Abstract

When on 28 October 1918 it became known in Prague that the day before the foreign minister of Austria-Hungary, Count Andrassy, had sent a note to President Wilson asking for an immediate armistice, the people of Prague took to the streets and tore down the insignia of Habsburg power. On the evening of that day the Czechoslovak National Committee, which claimed to represent the Czechoslovak people, passed a law on the establishment of an independent republic. True enough, military power still lay with the garrison but by 30 October its power had seeped away as the troops, mainly Romanian and Hungarian, either gave their support to the National Committee or simply made preparations to return home. That same day Minister President Lammasch welcomed Vladimir Tusar, the Czech representative in Vienna, as the ambassador of the new state.
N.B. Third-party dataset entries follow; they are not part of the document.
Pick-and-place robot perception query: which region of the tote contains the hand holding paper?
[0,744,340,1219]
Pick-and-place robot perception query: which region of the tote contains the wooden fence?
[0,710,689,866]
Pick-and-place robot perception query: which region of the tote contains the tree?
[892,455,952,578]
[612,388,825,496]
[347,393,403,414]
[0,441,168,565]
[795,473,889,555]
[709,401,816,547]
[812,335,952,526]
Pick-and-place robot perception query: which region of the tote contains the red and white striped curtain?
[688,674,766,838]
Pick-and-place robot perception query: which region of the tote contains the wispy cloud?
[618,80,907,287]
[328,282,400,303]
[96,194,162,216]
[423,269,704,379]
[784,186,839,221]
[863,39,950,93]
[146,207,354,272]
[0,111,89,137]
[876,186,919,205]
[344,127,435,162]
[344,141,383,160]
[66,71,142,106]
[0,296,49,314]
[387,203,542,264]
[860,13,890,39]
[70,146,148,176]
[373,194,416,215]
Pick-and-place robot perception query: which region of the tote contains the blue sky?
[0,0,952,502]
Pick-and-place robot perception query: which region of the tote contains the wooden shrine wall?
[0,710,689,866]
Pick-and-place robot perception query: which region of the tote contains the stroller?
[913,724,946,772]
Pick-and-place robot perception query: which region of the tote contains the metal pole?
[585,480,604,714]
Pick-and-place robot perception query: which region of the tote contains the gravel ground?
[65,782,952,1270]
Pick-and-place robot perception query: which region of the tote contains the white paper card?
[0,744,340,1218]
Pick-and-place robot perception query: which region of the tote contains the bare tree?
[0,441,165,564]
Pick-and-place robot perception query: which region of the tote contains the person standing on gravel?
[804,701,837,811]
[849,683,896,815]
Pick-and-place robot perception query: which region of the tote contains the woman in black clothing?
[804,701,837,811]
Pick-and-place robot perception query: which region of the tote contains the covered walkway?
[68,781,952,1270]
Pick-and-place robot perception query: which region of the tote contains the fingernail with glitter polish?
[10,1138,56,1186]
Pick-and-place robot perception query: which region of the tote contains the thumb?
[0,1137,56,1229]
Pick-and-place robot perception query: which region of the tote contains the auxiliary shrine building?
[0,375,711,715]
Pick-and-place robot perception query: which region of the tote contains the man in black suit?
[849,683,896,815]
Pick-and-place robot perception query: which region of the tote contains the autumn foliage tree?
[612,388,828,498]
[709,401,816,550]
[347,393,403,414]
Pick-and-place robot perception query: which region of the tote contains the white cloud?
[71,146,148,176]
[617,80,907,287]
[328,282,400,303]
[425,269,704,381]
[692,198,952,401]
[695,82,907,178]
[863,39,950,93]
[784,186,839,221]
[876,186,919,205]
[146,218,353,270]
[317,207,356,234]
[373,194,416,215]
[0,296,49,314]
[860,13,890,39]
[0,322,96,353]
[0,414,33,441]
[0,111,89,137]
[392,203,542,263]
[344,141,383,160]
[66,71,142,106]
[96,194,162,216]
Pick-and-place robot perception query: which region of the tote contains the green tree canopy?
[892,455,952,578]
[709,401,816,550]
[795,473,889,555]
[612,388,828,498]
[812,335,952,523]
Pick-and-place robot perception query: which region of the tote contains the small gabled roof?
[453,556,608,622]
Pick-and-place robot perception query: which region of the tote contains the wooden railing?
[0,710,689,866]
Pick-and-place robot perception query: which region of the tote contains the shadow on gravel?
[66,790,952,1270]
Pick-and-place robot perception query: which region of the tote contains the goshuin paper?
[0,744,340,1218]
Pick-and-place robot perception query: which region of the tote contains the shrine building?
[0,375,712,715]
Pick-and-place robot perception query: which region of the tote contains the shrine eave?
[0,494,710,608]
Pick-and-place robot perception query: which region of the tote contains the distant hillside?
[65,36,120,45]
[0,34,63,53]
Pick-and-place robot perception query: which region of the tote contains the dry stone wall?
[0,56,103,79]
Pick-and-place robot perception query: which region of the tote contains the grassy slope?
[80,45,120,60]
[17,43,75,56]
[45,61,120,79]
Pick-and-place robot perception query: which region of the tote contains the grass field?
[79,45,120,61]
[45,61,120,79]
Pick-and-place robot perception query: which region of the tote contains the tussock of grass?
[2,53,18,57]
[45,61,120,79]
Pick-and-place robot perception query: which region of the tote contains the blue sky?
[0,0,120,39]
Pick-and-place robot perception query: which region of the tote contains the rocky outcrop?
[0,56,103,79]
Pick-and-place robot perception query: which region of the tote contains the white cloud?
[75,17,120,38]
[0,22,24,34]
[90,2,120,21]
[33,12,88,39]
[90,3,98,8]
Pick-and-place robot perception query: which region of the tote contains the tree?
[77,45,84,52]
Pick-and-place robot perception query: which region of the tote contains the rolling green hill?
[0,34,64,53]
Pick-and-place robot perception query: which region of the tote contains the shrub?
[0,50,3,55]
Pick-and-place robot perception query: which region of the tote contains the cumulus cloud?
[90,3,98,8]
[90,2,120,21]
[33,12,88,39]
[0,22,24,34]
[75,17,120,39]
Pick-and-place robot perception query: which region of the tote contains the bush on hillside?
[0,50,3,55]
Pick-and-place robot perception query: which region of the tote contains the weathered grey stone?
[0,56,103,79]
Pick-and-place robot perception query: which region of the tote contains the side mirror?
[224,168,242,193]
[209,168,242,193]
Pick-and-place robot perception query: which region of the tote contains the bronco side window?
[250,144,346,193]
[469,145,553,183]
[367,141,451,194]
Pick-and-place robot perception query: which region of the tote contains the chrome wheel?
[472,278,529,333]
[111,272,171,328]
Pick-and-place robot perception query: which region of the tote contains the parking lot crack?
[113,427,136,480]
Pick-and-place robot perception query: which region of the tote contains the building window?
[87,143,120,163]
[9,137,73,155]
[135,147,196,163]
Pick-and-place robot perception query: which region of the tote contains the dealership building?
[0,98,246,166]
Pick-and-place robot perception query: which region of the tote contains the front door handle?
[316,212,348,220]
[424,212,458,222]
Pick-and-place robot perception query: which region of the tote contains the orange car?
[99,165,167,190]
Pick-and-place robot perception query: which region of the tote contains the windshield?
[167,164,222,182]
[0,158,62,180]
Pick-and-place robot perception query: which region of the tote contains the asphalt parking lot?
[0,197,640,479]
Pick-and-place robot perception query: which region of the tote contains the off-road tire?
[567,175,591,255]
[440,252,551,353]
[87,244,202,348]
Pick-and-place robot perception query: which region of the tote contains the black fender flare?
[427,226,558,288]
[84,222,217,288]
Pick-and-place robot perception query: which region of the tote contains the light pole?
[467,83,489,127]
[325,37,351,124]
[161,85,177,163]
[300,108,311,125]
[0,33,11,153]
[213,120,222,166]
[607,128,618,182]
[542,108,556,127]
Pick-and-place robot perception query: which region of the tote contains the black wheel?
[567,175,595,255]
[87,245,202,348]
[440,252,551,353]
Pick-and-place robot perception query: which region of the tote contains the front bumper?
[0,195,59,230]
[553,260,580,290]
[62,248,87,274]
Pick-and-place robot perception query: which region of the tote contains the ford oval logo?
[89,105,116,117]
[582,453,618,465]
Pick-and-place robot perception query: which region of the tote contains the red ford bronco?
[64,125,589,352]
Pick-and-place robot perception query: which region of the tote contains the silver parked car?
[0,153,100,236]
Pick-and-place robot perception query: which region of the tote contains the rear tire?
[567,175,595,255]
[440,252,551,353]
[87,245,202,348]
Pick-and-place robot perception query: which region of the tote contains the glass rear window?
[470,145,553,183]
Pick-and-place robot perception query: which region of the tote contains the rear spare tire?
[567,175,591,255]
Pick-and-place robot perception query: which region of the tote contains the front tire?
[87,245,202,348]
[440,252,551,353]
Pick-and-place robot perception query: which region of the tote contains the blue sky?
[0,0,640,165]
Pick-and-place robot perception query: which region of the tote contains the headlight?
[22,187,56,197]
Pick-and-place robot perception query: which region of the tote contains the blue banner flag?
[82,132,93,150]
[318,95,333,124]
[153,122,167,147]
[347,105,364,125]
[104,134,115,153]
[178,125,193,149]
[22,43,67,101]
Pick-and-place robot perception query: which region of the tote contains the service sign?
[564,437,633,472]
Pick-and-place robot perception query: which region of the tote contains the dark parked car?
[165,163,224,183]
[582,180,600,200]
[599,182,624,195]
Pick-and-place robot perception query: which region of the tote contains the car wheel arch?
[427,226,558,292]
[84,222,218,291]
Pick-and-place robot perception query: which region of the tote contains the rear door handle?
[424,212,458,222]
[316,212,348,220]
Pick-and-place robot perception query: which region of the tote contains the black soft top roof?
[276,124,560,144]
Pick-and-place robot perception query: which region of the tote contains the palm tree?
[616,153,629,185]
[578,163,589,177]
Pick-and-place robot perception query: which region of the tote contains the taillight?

To the Czechs and Slovaks the events of the 28th were a revolution: the převrat, for which the Germans use the word der Umsturz. The two surviving leaders of the resistance abroad, T. G. Masaryk and E. Benes -M. R. Stefanik having been killed on his return to Bratislava in May 1919 — both used the word revolution in the titles of the accounts of their wartime actions that they gave to the Czechoslovak peoples. Thus we have Masaryk’s World Revolution, and Benes’s World War and our Revolution1 Even in their German translation the revolutionary purpose is maintained.